Aaron Rosand (born Aaron Rosen; March 15, 1927 – July 9, 2019) was an American classical violinist and violin pedagogue.

== Life and career ==
Born in Hammond, Indiana, he studied with Leon Sametini at the Chicago Musical College and with Efrem Zimbalist at the Curtis Institute of Music, where he taught from 1981 until his death. Critics noted his tone and interpretations of romantic repertoire. He recorded extensively and performed internationally with major orchestras and concert organizations.

In the 1960s he performed often at Butler University's Festival of Neglected Romantic Music, resurrecting works that had not been heard in decades and helping spearhead the Romantic Revival in music.

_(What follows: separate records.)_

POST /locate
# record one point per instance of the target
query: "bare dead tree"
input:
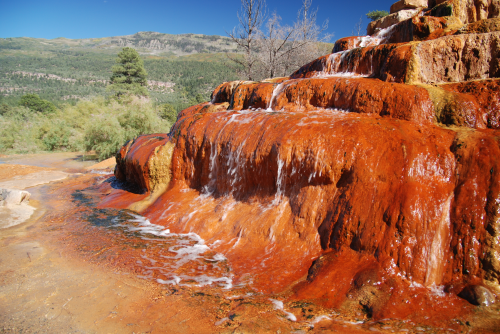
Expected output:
(310, 38)
(279, 50)
(358, 27)
(250, 17)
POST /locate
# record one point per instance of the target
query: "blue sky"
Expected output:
(102, 18)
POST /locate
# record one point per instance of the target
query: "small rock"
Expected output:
(13, 196)
(477, 295)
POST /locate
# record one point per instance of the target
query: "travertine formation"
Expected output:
(377, 163)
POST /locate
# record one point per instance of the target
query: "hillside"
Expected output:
(181, 68)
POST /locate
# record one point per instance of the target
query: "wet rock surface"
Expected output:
(366, 182)
(365, 187)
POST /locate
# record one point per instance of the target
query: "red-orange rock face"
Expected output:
(370, 176)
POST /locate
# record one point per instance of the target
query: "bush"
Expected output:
(377, 14)
(98, 124)
(35, 103)
(167, 112)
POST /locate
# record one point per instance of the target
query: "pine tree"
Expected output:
(129, 75)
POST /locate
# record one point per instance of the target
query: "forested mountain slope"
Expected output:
(182, 69)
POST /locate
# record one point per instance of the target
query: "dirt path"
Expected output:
(55, 279)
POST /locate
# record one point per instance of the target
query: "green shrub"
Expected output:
(167, 112)
(377, 14)
(97, 124)
(35, 103)
(104, 135)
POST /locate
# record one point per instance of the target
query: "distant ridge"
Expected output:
(146, 42)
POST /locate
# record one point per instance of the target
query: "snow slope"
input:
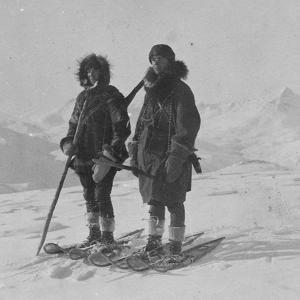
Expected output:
(255, 205)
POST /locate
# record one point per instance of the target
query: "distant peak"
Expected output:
(287, 93)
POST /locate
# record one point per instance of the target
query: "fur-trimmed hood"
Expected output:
(95, 61)
(160, 85)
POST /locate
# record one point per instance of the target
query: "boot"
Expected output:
(94, 236)
(108, 227)
(156, 230)
(176, 236)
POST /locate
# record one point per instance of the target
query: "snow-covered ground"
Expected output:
(256, 205)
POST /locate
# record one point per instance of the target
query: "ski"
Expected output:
(166, 262)
(74, 252)
(118, 260)
(121, 243)
(54, 248)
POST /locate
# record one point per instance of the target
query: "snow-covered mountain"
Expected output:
(253, 130)
(232, 133)
(25, 157)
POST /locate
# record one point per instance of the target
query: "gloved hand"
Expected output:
(173, 167)
(174, 163)
(100, 170)
(69, 148)
(133, 149)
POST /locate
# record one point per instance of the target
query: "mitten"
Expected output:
(69, 148)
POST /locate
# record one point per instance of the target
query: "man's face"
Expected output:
(159, 64)
(93, 75)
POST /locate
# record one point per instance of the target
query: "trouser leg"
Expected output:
(177, 227)
(102, 193)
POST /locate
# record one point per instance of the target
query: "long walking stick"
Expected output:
(63, 177)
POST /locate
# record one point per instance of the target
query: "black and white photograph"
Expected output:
(150, 149)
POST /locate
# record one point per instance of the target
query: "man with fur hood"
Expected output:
(105, 130)
(162, 144)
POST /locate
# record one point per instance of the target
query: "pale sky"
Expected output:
(234, 49)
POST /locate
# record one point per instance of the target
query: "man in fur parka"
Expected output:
(105, 130)
(162, 144)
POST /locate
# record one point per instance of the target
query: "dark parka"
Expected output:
(169, 121)
(106, 119)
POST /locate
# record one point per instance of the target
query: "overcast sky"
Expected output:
(234, 49)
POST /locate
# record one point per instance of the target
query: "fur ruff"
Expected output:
(160, 85)
(93, 61)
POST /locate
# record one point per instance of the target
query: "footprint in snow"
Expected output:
(60, 272)
(86, 275)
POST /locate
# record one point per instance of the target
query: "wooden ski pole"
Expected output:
(63, 177)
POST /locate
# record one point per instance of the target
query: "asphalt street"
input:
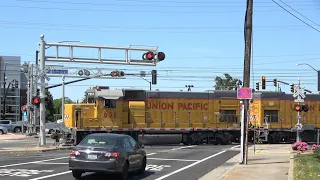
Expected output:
(164, 162)
(28, 142)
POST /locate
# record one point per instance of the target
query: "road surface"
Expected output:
(164, 162)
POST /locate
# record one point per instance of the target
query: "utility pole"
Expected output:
(35, 93)
(62, 99)
(246, 72)
(189, 87)
(42, 92)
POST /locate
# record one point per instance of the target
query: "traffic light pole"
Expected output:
(42, 137)
(246, 74)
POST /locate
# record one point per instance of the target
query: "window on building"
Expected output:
(228, 116)
(271, 115)
(110, 103)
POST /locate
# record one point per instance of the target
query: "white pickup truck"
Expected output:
(13, 127)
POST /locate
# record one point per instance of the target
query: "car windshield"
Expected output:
(99, 140)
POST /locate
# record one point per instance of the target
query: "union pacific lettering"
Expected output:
(180, 106)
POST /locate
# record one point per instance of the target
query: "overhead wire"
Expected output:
(296, 17)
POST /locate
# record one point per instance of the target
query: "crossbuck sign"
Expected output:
(299, 94)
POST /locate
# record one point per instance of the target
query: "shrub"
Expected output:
(300, 146)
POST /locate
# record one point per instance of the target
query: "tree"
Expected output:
(49, 110)
(226, 83)
(57, 104)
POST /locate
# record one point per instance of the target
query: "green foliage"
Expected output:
(226, 83)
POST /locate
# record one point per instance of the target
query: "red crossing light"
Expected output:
(36, 101)
(148, 56)
(160, 56)
(48, 101)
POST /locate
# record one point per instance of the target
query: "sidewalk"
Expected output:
(269, 162)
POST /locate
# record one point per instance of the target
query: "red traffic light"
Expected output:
(301, 108)
(148, 56)
(49, 101)
(36, 101)
(160, 56)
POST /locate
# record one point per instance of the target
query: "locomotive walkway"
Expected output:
(269, 162)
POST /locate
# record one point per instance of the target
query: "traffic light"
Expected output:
(148, 56)
(117, 73)
(292, 88)
(305, 108)
(36, 101)
(160, 56)
(154, 76)
(257, 86)
(48, 101)
(263, 82)
(23, 108)
(301, 108)
(275, 82)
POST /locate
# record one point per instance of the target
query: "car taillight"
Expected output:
(74, 153)
(112, 154)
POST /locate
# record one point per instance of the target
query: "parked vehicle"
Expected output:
(107, 153)
(13, 127)
(3, 130)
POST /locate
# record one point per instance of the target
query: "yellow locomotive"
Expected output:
(213, 116)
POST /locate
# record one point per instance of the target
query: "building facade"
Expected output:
(12, 98)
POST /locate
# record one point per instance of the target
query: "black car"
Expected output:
(107, 153)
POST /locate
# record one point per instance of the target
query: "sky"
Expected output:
(202, 39)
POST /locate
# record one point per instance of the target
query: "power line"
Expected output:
(181, 5)
(296, 17)
(136, 11)
(299, 13)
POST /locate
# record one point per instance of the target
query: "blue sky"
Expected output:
(201, 39)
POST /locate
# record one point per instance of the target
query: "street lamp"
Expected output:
(318, 71)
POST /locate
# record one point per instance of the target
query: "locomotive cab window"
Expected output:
(271, 115)
(110, 103)
(228, 116)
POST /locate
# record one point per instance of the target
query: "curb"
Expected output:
(290, 172)
(34, 150)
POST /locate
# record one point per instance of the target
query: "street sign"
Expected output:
(244, 93)
(299, 94)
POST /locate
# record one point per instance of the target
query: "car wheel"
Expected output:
(124, 174)
(76, 174)
(143, 167)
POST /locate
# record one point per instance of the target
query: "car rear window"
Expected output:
(97, 140)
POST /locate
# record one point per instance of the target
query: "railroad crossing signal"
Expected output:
(275, 82)
(154, 76)
(160, 56)
(263, 82)
(299, 95)
(36, 101)
(292, 88)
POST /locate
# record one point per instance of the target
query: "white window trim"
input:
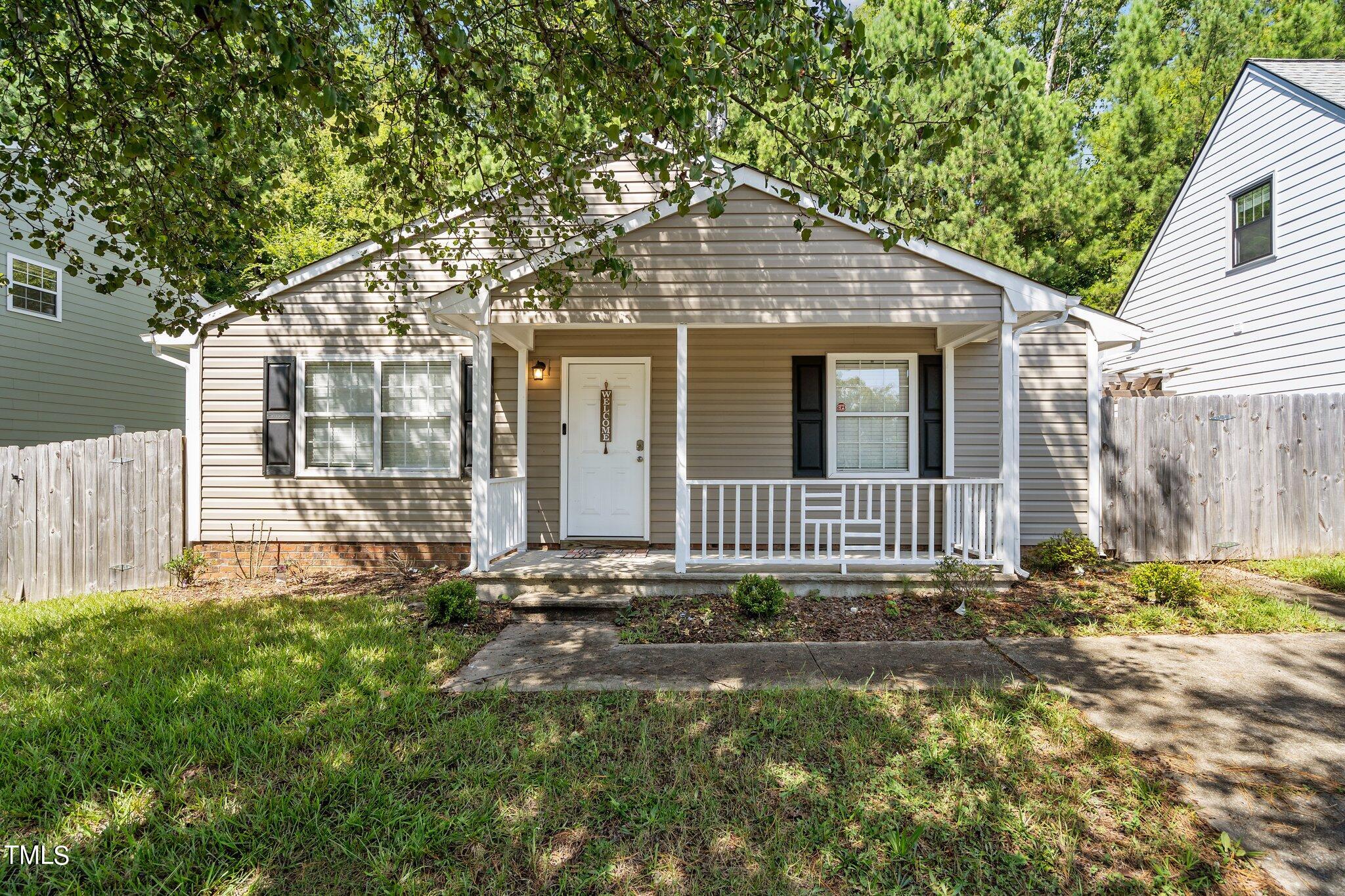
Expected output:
(301, 468)
(912, 385)
(9, 286)
(1231, 251)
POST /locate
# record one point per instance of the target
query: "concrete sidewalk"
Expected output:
(586, 656)
(1252, 727)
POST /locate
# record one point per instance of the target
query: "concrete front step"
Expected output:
(545, 606)
(508, 584)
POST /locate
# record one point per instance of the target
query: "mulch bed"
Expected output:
(920, 616)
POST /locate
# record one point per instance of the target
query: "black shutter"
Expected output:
(277, 425)
(467, 421)
(810, 418)
(931, 417)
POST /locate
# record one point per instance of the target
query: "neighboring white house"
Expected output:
(1243, 289)
(72, 362)
(751, 400)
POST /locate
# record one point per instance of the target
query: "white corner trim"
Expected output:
(684, 496)
(194, 436)
(9, 288)
(1094, 441)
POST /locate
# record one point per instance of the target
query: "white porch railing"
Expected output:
(506, 527)
(844, 522)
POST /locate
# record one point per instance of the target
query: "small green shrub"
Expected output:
(1064, 551)
(1166, 582)
(959, 581)
(452, 601)
(759, 595)
(187, 566)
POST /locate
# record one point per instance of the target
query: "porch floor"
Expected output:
(657, 574)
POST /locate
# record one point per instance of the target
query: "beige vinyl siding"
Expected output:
(76, 378)
(740, 413)
(1053, 437)
(332, 314)
(1053, 425)
(751, 261)
(977, 410)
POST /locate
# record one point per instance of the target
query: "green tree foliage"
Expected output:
(175, 124)
(1174, 64)
(229, 144)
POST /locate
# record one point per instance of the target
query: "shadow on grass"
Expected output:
(301, 744)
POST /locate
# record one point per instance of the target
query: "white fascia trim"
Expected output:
(164, 340)
(618, 227)
(1110, 330)
(1024, 295)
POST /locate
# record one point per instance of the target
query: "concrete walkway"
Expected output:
(1252, 727)
(586, 656)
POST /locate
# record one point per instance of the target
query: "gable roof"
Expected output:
(1324, 78)
(1327, 74)
(1024, 293)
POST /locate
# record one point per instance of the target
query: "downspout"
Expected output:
(1049, 323)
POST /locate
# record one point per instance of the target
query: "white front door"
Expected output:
(606, 484)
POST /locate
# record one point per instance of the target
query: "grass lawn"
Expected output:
(1325, 571)
(1101, 602)
(300, 744)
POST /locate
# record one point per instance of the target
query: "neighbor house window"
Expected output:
(872, 425)
(34, 288)
(381, 417)
(1252, 218)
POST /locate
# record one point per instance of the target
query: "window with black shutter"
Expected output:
(810, 419)
(278, 416)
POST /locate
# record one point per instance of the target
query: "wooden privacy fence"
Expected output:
(100, 515)
(1223, 476)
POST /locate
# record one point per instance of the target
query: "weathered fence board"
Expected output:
(100, 515)
(1223, 476)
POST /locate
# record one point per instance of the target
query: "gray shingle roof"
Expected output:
(1323, 77)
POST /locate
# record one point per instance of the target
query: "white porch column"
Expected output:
(521, 430)
(1007, 528)
(948, 454)
(482, 422)
(684, 496)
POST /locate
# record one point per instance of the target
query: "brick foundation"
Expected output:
(332, 557)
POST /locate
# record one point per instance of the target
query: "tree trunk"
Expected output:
(1055, 43)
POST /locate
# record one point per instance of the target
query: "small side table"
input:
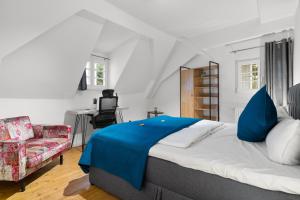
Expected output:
(155, 113)
(82, 119)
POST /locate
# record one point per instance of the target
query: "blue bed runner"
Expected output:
(122, 149)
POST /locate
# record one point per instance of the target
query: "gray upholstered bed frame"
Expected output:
(168, 181)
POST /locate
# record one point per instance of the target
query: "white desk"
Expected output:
(82, 116)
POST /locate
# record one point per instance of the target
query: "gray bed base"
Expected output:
(168, 181)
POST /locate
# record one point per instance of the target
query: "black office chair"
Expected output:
(107, 110)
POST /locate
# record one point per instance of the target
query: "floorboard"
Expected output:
(55, 182)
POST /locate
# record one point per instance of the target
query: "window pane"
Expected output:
(245, 68)
(88, 72)
(100, 81)
(88, 65)
(88, 81)
(99, 67)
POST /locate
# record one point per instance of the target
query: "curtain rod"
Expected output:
(100, 57)
(256, 47)
(259, 36)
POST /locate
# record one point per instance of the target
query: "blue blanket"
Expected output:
(122, 149)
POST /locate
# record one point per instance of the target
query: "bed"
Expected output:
(210, 170)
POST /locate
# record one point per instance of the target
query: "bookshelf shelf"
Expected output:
(199, 92)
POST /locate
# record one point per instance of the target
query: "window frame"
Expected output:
(238, 76)
(92, 75)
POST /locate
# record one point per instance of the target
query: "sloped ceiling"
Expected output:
(190, 18)
(112, 37)
(51, 65)
(135, 77)
(119, 60)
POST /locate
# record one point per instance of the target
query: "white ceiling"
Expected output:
(112, 37)
(190, 18)
(271, 10)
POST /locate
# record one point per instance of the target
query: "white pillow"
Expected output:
(283, 142)
(187, 136)
(282, 113)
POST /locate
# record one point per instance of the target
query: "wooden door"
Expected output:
(186, 93)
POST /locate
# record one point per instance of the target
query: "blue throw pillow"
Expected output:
(258, 118)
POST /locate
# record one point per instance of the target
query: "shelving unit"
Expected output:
(199, 92)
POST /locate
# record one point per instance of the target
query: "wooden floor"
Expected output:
(56, 182)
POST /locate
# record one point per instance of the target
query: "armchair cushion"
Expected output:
(39, 150)
(4, 134)
(12, 160)
(52, 131)
(19, 128)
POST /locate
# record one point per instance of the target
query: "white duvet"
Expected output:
(223, 154)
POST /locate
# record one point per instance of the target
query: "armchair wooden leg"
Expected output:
(22, 185)
(61, 159)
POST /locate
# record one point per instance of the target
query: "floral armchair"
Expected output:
(25, 148)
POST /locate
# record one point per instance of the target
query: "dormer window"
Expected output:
(96, 74)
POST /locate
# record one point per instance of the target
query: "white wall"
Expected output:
(51, 65)
(167, 97)
(297, 49)
(137, 71)
(40, 111)
(119, 60)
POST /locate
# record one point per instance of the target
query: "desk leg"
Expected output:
(82, 119)
(75, 128)
(121, 116)
(85, 128)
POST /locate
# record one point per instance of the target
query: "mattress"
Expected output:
(224, 155)
(165, 180)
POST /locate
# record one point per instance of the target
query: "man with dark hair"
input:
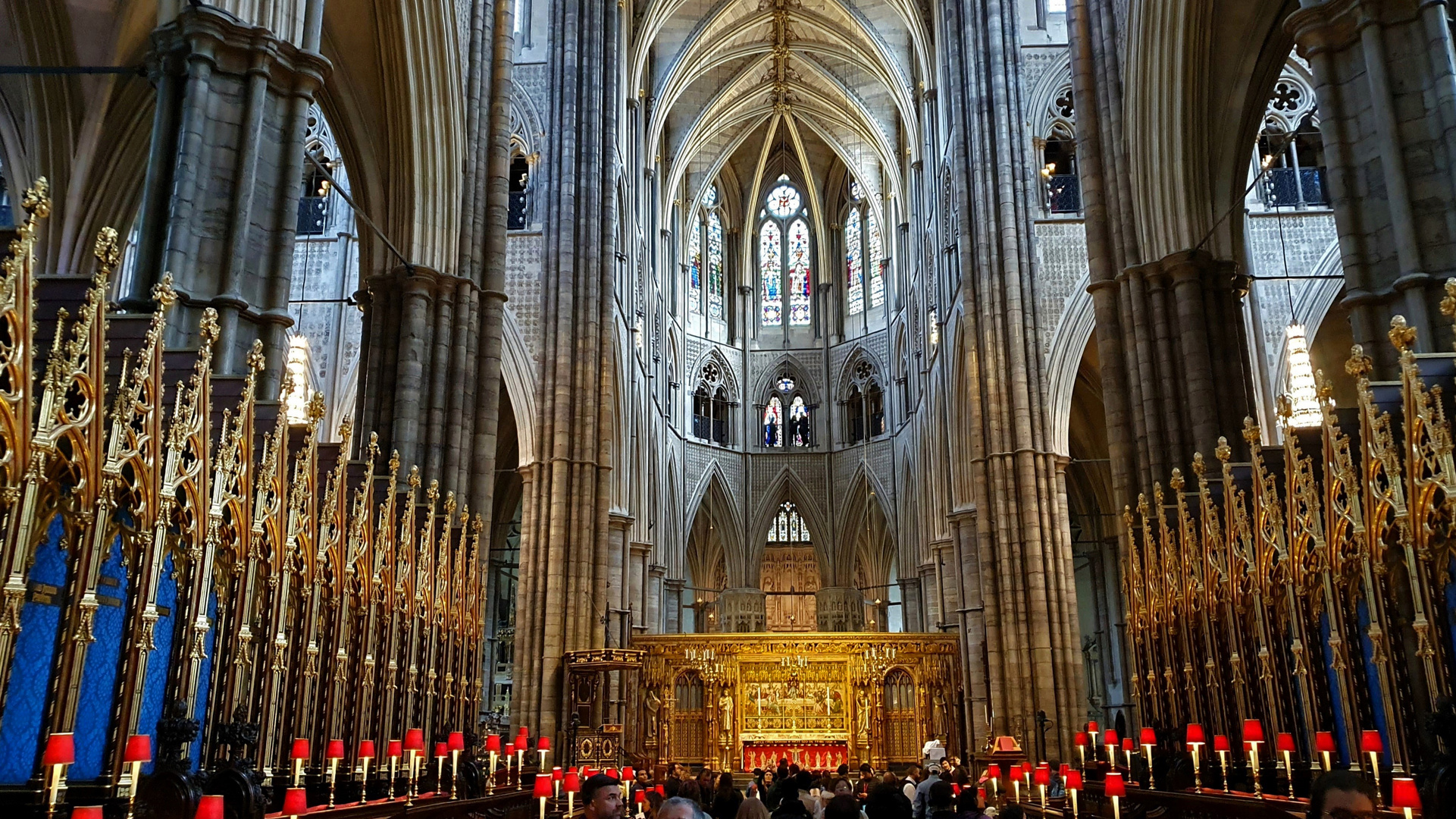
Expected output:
(1342, 795)
(885, 802)
(602, 798)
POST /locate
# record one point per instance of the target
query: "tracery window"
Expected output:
(705, 259)
(864, 404)
(864, 254)
(711, 406)
(785, 259)
(787, 417)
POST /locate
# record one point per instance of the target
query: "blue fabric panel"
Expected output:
(153, 692)
(204, 678)
(98, 689)
(1373, 678)
(1334, 687)
(34, 662)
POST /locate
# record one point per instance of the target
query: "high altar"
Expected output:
(743, 701)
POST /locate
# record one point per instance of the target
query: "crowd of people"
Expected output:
(788, 792)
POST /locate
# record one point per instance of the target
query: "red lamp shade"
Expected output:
(60, 749)
(1404, 793)
(295, 802)
(415, 739)
(1370, 742)
(139, 748)
(1253, 730)
(208, 808)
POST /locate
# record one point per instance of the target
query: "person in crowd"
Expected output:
(912, 781)
(972, 803)
(602, 798)
(752, 809)
(679, 808)
(804, 784)
(866, 781)
(887, 802)
(727, 799)
(941, 800)
(922, 790)
(689, 790)
(844, 806)
(1342, 795)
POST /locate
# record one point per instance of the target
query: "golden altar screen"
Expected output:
(743, 701)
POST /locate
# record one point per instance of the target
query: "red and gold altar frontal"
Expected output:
(743, 701)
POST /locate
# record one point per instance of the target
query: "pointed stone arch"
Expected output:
(787, 485)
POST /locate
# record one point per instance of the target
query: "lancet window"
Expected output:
(711, 406)
(864, 404)
(864, 256)
(705, 259)
(785, 259)
(787, 416)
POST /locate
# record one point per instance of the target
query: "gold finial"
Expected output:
(108, 253)
(1359, 363)
(1402, 335)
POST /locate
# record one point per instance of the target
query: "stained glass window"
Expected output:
(695, 270)
(784, 202)
(774, 423)
(788, 526)
(877, 262)
(800, 422)
(771, 268)
(798, 273)
(853, 253)
(715, 261)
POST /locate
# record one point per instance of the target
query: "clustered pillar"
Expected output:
(1013, 553)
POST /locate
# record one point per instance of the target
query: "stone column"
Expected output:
(564, 534)
(1386, 86)
(841, 608)
(743, 610)
(221, 200)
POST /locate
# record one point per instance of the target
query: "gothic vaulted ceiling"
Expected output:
(810, 74)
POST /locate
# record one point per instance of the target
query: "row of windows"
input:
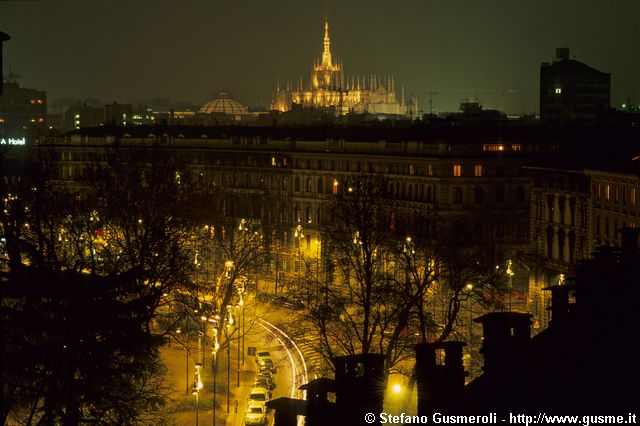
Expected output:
(479, 194)
(617, 194)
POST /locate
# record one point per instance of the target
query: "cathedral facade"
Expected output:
(330, 89)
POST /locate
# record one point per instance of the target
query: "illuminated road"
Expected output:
(295, 361)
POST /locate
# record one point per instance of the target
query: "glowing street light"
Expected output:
(197, 386)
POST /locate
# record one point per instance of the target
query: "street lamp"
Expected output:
(510, 275)
(229, 325)
(214, 365)
(197, 386)
(238, 344)
(186, 346)
(469, 288)
(299, 235)
(397, 390)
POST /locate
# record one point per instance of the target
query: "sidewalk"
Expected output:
(183, 404)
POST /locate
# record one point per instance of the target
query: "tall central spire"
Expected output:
(326, 53)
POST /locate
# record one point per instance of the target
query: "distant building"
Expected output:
(83, 115)
(3, 37)
(222, 109)
(575, 209)
(118, 114)
(22, 111)
(329, 89)
(571, 90)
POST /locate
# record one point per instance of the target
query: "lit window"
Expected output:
(493, 147)
(457, 195)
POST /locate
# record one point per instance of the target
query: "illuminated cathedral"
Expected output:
(329, 89)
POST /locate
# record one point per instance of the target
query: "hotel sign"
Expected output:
(13, 141)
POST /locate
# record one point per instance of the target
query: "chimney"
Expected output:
(320, 411)
(286, 410)
(505, 340)
(562, 53)
(360, 384)
(562, 302)
(3, 37)
(440, 376)
(629, 240)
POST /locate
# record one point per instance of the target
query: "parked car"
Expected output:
(269, 376)
(262, 382)
(259, 395)
(261, 355)
(256, 414)
(293, 303)
(266, 364)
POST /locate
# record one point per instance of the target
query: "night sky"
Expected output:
(190, 49)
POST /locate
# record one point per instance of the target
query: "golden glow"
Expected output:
(328, 87)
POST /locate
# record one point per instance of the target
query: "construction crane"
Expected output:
(431, 101)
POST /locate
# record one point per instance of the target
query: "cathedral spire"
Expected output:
(326, 53)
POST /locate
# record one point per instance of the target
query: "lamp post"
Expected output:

In an April 1970 review in The New York Times, critic Harold C. Schonberg wrote of Rosand that "Romanticism on the violin had a rebirth last night in Carnegie Hall." In the 1970s he also completed three acclaimed tours of Southern Africa.

In October 2009, he sold his 1741 Guarneri del Gesù violin (previously owned by Paul Kochanski), which he had purchased in 1957 from the widow of Kochanski, to a Russian businessman for around US$10 million. This was believed to be the highest price ever paid for a violin, and Rosand donated $1.5 million to the Curtis Institute of Music.

Rosand had a number of students, including Benjamin Schmid, Alexander Kerr, Stephanie Jeong, Yu-Chien Tseng, Richard Lin, Dami Kim, Benjamin Bowman, Ray Chen, David Coucheron, David Gale, Roslyn Huang, Victor Zeyu Li, Asi Matathias, Desirée Ruhstrat and Stephen Waarts.

Rosand died on July 9, 2019, aged 92.